I say we go for broke and just get ride of the tyranny of the Long Island Railroad which imposed what became standard time. Everyone go back to Local Time driven by the local apparent noon at their longitude. As it is, people who live on the boundaries of the standard timezones are getting earlier or later sunrises and sunsets than the privileged central meridian denizens.

I was messed up for more than a week when I had to sort thought all the various times learning celestial navigation. And working ships, I've had cruises that changed timezones every few days. Or as in one instance not changing time for a quick jaunt out the Aleutians where the sun came up as you were getting off the 8-12 watch. As well as doing beach landing in relatively good light at 4 am in Alaska. Or not wanting deal with all the payroll paperwork for changing the date, for a weekend dash over the Kwajalein, sailing into tomorrow, then back to yesterday.

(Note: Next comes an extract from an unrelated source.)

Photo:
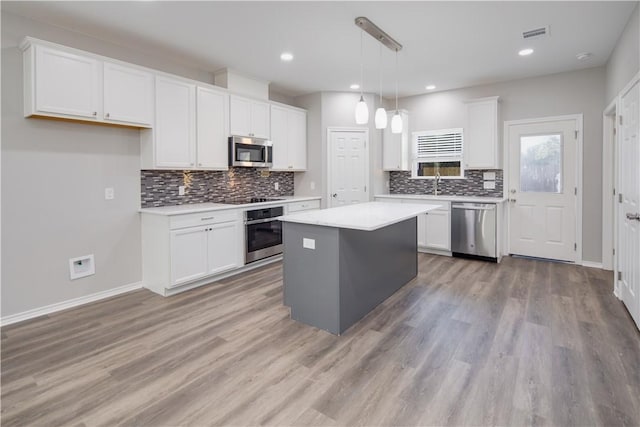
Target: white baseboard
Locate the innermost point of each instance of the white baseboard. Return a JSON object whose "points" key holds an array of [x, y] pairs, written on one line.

And having Saturday on the ship but Sunday on the pier.

Clock time is a construct, probably some white privilege, western hegemony, ... thing so let's just get rid of it all and live uncoordinated lives.

LA_Bob said...

"And lo and behold, the U.S. Senate responds to this bitchery."

A fine example of a democratic government responding to the Will of the People.

Or at least the People's bitchiness.

LA_Bob said...

"Sleep experts say Senate has it wrong: Standard time, not daylight saving, should be permanent."

WRONG! Daylight savings means we rely more on solar energy for light in the evening (think evening / night baseball). That's better for the planet, right? Fight climate change! Go DST!

"Its reasoning, in part, is that standard time is more closely associated with humans’ intrinsic circadian rhythm..."

WRONG! For Pete's sake! We use light -- of all kinds -- in the mornings and evenings anyway (houselights, store lights, television, computers, phones, and so on). Our circadian rhythms gave up long, long ago.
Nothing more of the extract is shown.